JELUM, n.p. The most westerly of the “Five Rivers” that give their name to the Punjab (q.v.), (among which the Indus itself is not usually included). Properly Jailam or Jilam, now apparently written Jhilam, and taking this name from a town on the right bank. The Jhilam is the [Greek Text] TdasphV of Alexander’s historians, a name corrupted from the Skt. Vitasta, which is more nearly represented by Ptolemy’s [Greek Text] BidasphV. A still further (Prakritic) corruption of the same is Behat (see BEHUT).

1037.—“Here he (Mahmud) fell ill, and remained sick for fourteen days, and got no better. So in a fit of repentance he forswore wine, and ordered his servants to throw all his supply … into the Jailam …”—Baihaki, in Elliot, ii. 139.

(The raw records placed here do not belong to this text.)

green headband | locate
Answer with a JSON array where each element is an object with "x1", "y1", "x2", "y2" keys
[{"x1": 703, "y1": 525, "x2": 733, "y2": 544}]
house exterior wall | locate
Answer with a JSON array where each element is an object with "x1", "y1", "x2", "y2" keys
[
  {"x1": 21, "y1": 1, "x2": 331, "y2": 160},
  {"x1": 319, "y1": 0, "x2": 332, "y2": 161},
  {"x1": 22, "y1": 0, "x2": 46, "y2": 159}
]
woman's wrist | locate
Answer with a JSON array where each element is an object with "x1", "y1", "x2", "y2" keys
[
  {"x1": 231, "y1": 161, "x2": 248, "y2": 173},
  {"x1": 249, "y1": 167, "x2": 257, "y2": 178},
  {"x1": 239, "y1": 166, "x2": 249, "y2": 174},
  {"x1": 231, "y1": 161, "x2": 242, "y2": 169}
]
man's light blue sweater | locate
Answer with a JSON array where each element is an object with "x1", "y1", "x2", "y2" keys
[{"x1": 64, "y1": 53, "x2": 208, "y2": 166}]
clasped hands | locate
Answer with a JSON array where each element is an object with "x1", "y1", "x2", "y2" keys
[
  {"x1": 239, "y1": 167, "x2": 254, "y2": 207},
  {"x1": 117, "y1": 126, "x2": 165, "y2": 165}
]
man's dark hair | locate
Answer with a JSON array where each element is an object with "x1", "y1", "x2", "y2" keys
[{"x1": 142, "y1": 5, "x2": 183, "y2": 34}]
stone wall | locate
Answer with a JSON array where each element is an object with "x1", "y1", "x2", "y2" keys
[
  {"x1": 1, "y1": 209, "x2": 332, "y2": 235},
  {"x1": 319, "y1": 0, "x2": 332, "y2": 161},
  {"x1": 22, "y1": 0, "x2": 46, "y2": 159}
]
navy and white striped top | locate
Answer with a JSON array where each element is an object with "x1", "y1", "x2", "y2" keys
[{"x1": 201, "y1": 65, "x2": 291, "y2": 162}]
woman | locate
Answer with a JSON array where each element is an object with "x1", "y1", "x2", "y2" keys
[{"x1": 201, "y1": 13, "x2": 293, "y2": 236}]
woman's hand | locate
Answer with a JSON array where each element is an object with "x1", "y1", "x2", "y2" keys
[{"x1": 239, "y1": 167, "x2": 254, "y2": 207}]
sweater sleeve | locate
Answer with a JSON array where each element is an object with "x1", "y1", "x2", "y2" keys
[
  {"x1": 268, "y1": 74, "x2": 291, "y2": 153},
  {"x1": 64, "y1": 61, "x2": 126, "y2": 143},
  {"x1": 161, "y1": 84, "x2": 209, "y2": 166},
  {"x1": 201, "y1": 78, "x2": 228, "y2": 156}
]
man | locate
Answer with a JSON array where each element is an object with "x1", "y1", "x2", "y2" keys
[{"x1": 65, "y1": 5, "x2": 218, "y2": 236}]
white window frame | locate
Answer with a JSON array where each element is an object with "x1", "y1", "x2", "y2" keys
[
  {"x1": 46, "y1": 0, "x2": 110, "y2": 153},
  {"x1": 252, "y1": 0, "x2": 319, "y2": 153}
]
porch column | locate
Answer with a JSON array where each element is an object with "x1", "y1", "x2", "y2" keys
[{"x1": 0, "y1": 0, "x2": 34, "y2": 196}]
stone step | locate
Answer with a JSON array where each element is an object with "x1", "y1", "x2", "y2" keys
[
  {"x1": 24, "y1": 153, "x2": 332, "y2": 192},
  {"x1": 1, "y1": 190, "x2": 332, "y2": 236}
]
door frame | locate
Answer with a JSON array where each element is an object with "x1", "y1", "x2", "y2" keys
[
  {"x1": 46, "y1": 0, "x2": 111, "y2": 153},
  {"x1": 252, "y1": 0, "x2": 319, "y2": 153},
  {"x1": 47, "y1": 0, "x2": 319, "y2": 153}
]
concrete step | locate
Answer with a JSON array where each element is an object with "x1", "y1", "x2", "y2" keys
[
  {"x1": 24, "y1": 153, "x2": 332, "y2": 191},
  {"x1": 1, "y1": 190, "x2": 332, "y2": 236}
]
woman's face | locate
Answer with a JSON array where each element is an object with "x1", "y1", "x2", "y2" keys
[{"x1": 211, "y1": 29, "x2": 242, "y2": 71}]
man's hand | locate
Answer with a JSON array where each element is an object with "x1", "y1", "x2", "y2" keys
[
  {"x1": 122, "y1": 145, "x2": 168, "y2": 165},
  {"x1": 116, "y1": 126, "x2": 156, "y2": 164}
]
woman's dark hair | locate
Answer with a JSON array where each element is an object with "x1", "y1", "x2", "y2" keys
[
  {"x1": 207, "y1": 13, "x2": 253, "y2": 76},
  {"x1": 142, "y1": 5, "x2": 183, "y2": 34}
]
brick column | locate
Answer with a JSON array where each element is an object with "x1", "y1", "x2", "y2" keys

c. 1204.—“… in the height of the conflict, Shams-ud-dîn, in all his panoply, rode right into the water of the river Jilam … and his warlike feats while in that water reached such a pitch that he was despatching those infidels from the height of the waters to the lowest depths of Hell …”—Tabakat, by Raverty, 604–5.

1856.—

“Hydaspes! often have thy waves run tuned
To battle music, since the soldier King,
The Macedonian, dipped his golden casque
And swam thy swollen flood, until the time
When Night the peace-maker, with pious hand,
Unclasping her dark mantle, smoothed it soft
O’er the pale faces of the brave who slept
Cold in their clay, on Chillian’s bloody field.”

The Banyan Tree.

JEMADAR, JEMAUTDAR, &c. Hind. from Ar.—P. jama’dar, jama’ meaning ‘an aggregate,’ the word indicates generally, a leader of a body of individuals. [Some of the forms are as if from Ar.—P. jama’at, ‘an assemblage.’] Technically, in the Indian army, it is the title of the second rank of native officer in a company of sepoys, the Subadar (see SOUBADAR) being the first. In this sense the word dates from the reorganisation of the army in 1768. It is also applied to certain officers of police (under the darogha), of the customs, and of other civil departments. And in larger domestic establishments there is often a jemadar, who is over the servants generally, or over the stables, camp service and orderlies. It is also an honorific title often used by the other household servants in addressing the bihishti (see BHEESTY).

1752.—“The English battalion no sooner quitted Tritchinopoly than the regent set about accomplishing his scheme of surprising the City, and … endeavoured to gain 500 of the Nabob’s best peons with firelocks. The jemautdars, or captains of these troops, received his bribes and promised to join.”—Orme, ed. 1803, i. 257.

1817.—“… Calliaud had commenced an intrigue with some of the jematdars, or captains of the enemy’s troops, when he received intelligence that the French had arrived at Trichinopoly.”—Mill, iii. 175.

1824.—“ ‘Abdullah’ was a Mussulman convert of Mr. Corrie’s, who had travelled in Persia with Sir Gore Ouseley, and accompanied him to England, from whence he was returning … when the Bishop took him into his service as a ‘jemautdar,’ or head officer of the peons.”—Editor’s note to Heber, ed. 1844, i. 65.

[1826.—“The principal officers are called Jummahdars, some of whom command five thousand horse.”—Pandurang Hari, ed. 1873, i. 56.]